Bugün, “milli güvenlik” gerekçesiyle bir kız grubunun sahne alması engellenebiliyorsa, yarın aynı mantıkla plajda bikininizle güneşlenmeniz de “toplumsal ahlak ve güvenlik” adına sorun haline getirilebilir.
Bugün onların sahnesi “tehlikeli”, yarın sizin mayonuz “muzır” ilan edilebilir.
“Bana ne?” bireysel bir özgürlük çığlığıdır. “Beni ilgilendirmiyor, karışmam” der.
“Sana ne?” ise bir savunma kalkanıdır, “Beni ilgilendirmez, sen de karışma” anlamına gelir.
İkisi de özel alanı korumanın ve çoğulculuğun olmazsa olmazıdır.
Ancak bu olayda gördüğümüz şey, bu iki soruyu geçersiz kılan üçüncü bir soru: “Bize ne?”
***
Buradaki “biz”, kendini toplumun tek temsilcisi, ahlakın ve güvenliğin yegane bekçisi olarak gören bir anlayıştır.
“Bize göre bu uygunsuz, öyleyse yasak” mantığı, “bana ne” ve “sana ne” diyen bireyleri yok sayar.
İşte asıl “milli” güvenlik tehdidi, bu “biz” anlayışının sınırlarının giderek genişlemesi, bireyin tercih alanını işgal etmesidir.
Gerçekten milli güvenliği tehdit eden unsurlarla uğraşmak varken, sahne şovu ve şarkıları tartışmalı bir kız grubunu hedef göstermek, asıl tehditlere karşı gözümüzü kapatmak anlamına gelmez mi?
Bu, gölgeyle kavga etmektir.
Asıl güvenlik sorunu, sanatçıyı sorgu odasına çekmek değil, ifade özgürlüğünü ve bireysel tercihi hedef tahtasına koymaktır.
Belki de en ironik olanı, “Manifest” grubunun adıdır.

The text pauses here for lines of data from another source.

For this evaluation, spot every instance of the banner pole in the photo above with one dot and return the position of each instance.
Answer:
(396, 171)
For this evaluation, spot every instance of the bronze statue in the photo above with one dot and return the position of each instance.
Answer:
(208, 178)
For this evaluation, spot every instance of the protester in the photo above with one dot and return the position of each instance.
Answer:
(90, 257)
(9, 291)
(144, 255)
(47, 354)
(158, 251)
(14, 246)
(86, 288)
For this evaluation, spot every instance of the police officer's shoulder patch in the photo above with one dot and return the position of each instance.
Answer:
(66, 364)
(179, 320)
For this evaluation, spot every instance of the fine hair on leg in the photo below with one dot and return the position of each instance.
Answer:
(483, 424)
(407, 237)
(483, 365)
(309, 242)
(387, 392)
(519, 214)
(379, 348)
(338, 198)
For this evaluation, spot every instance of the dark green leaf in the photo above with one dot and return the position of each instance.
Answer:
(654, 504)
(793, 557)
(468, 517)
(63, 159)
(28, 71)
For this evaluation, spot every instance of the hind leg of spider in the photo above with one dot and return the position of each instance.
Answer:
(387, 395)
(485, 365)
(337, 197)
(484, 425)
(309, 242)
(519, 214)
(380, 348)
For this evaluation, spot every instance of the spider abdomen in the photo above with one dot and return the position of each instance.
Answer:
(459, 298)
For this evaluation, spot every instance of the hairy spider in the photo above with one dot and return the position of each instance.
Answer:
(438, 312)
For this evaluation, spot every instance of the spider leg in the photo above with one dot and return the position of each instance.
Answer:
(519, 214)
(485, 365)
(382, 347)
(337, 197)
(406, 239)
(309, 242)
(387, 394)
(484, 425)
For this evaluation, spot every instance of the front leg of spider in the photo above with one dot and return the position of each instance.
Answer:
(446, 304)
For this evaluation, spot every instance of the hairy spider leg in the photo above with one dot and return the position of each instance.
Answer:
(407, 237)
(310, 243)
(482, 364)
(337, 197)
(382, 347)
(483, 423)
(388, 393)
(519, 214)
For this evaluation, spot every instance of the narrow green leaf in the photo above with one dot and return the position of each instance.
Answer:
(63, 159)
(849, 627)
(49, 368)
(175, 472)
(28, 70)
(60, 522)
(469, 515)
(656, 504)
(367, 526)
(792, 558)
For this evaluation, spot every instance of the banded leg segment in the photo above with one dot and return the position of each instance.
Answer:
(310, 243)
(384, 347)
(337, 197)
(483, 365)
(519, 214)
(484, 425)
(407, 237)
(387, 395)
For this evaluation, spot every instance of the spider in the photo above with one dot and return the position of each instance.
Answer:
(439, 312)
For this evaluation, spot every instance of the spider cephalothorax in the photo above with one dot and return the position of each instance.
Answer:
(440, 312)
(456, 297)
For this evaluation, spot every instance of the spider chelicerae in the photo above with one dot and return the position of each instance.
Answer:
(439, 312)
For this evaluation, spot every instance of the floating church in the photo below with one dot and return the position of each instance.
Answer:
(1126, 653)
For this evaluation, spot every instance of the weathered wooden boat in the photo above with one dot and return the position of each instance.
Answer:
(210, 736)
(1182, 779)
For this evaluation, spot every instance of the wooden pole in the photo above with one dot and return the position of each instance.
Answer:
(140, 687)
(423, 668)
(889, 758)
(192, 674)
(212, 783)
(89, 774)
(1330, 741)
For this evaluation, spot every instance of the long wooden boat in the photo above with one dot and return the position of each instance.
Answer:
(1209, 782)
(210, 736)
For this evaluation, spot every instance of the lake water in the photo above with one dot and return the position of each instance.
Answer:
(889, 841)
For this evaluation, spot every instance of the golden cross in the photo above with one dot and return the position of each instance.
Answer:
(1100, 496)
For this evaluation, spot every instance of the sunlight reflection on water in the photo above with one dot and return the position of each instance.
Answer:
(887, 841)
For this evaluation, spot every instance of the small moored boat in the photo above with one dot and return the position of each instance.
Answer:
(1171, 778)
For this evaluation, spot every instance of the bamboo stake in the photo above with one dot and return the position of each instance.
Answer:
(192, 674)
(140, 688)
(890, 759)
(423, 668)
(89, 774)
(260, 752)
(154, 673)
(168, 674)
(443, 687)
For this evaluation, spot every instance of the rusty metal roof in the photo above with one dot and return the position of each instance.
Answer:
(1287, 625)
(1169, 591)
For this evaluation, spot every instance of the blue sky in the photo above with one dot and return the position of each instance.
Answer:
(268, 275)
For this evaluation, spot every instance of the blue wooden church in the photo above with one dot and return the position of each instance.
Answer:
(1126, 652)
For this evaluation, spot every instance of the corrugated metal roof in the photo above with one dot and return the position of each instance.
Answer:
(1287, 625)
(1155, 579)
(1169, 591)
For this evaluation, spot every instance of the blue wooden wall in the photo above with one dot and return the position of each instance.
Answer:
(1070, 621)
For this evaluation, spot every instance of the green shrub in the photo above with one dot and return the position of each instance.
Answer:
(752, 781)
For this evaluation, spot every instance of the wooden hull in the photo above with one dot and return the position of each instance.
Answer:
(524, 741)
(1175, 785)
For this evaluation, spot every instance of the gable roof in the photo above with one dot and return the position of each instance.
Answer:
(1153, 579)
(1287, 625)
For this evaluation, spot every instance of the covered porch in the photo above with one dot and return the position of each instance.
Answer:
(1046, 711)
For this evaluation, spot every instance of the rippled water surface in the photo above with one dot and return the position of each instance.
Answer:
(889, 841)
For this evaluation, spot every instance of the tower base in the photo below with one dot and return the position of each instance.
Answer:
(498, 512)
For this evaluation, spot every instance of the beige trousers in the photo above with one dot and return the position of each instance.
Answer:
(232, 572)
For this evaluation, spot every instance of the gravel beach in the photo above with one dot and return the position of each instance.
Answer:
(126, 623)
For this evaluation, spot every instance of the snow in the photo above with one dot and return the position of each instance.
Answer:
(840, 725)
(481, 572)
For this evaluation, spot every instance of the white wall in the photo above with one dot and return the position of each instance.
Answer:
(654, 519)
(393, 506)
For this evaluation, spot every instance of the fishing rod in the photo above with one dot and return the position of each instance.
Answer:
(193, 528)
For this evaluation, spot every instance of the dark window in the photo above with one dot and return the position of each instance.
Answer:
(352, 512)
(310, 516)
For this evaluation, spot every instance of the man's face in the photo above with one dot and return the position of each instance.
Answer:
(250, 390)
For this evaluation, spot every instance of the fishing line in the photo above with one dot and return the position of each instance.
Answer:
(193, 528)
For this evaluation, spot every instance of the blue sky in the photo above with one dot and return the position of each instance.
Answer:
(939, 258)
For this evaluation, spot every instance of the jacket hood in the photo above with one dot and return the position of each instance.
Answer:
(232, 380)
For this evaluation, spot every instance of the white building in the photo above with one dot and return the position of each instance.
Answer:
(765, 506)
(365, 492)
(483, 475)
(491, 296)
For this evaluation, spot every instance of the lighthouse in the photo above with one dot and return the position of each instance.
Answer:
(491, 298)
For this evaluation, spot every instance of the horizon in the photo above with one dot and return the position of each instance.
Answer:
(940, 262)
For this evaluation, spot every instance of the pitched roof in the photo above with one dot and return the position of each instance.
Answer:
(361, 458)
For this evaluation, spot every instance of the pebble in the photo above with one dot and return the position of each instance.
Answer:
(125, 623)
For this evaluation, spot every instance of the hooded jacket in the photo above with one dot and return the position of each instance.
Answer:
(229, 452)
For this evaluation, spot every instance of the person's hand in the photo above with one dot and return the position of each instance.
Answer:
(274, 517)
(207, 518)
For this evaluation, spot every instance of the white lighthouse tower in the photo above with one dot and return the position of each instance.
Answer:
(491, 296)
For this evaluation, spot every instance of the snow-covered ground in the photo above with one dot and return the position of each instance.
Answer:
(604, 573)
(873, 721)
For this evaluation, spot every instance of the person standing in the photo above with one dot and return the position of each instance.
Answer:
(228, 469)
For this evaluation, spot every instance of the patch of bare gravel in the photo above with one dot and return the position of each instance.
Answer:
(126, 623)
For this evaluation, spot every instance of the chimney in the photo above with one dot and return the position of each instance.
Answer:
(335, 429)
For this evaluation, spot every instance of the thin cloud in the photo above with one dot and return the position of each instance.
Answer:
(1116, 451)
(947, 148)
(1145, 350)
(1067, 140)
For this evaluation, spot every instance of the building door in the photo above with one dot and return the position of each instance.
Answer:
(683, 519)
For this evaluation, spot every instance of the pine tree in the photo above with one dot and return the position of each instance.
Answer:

“Manifesto” kelimesinden gelir; bir düşünceyi, bir niyeti açıkça beyan etmek demektir. Grubun kendisi, istemeden de olsa, bizlere çok net bir manifesto sundu: Özgürlüklerimiz, “güvenlik” adı altında yok edilmeden önce, “bana ne” ve “sana ne” demeyi sürdürmenin tam zamanı.
Yoksa yarın plajdaki havlu, bugün sahnedeki mikrofon kadar tehlikeli görünebilir.